Actually, not so bad. The Standard & Poor's 500 stock index gained 17.2% the 12 months ended March 31, while the average smart-beta fund gained 18%.
"To the extent that a lot of strategies are ways to get more exposure to
small-company stocks and value stocks — they all take different paths — those bets have paid off in the past 12 months," said Ben Johnson, director of passive fund research at Morningstar.
Most of the top-performing smart- beta funds were small-company stock funds, such as iShares Russell 2000 Value (IWN), up 29.3%, and PowerShares Russell 2000 Equal Weight ETF (EQWS), up 26.9%. The S&P SmallCap 600 index gained 24.6%.
NOT JUST SMALL CAPS
But loading up on small caps wasn't the only way to get to the top of the heap. PowerShares S&P 500 High Beta ETF (SPHB) was the top performer for the past 12 months, soaring 32%. The fund invests in the 100 most volatile stocks in the S&P 500 and weights them equally. (Equal weighting tends to give a fund a small-cap bias as well.) The fund's top holding was Chesapeake Energy, up 44% the past 12 months. It sports a beta of 2.37.
Many of the top-performing smart beta funds also had a value tilt. First Trust Rising Dividend Achievers (RDVY), is another equal-weighted fund. The fund holds the stocks of 50 companies with a history of increasing dividends every year, and that have a likelihood of continuing to do so. No one sector can constitute 30% of the fund's holdings, which keeps it from being composed primarily of dividend stalwarts like real estate investment trusts and utility stocks.
The First Trust offering, up 27% in the past 12 months, clobbered a similar fund, ProShares S&P 500 Dividend Aristocrats (NOBL), which gained 9.7% during the same period. The Dividend Aristocrats have raised their dividends every year for 25 years, and also limits sector exposure to 30% of the portfolio. But the First Trust offering's portfolio has higher sales and growth, on average, than the ProShares fund.
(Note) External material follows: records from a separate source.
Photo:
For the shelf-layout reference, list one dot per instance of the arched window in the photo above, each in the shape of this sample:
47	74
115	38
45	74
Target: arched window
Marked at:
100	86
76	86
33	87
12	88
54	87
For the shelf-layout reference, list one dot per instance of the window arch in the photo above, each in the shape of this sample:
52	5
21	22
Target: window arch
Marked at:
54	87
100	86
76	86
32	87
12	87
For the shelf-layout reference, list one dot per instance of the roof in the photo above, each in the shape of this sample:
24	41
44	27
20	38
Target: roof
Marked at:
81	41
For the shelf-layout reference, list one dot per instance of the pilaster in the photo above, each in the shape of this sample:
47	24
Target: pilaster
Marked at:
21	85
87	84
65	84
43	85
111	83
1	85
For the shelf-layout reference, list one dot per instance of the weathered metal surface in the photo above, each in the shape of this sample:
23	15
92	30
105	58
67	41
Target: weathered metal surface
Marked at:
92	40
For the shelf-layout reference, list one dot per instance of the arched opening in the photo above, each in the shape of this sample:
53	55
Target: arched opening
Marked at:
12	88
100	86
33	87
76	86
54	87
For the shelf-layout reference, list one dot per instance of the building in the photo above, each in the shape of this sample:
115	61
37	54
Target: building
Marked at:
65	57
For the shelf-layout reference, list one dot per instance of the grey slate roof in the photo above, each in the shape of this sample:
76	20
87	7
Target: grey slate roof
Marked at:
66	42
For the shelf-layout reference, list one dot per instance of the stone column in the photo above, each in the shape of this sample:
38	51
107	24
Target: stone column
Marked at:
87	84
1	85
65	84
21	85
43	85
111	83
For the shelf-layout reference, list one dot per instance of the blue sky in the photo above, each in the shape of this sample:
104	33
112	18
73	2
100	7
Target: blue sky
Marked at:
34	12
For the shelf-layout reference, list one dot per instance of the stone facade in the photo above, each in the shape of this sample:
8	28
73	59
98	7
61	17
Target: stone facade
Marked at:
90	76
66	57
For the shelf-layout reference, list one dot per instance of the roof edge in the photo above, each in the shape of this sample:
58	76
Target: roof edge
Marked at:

Given the strong market returns the past 12 months, it should be no surprise that those ETFs that aimed to reduce risk produced subpar returns. Smart-beta ETFs that invested in low-volatility stocks, such as PowerShares Low Volatility ETF (SPLV), for example, lagged as the stock market roared ahead in the aftermath of the presidential election. The fund gained 10.1% — not a bad return, but well below the S&P 500.
Smart beta is still a young trend, and there are certainly chances for several of them to stink up the place. But a preliminary look at smart-beta ETF records
bodes well, Mr. Johnson said. "Looking at the large value smart-beta ETFs, the funds have actually done quite well."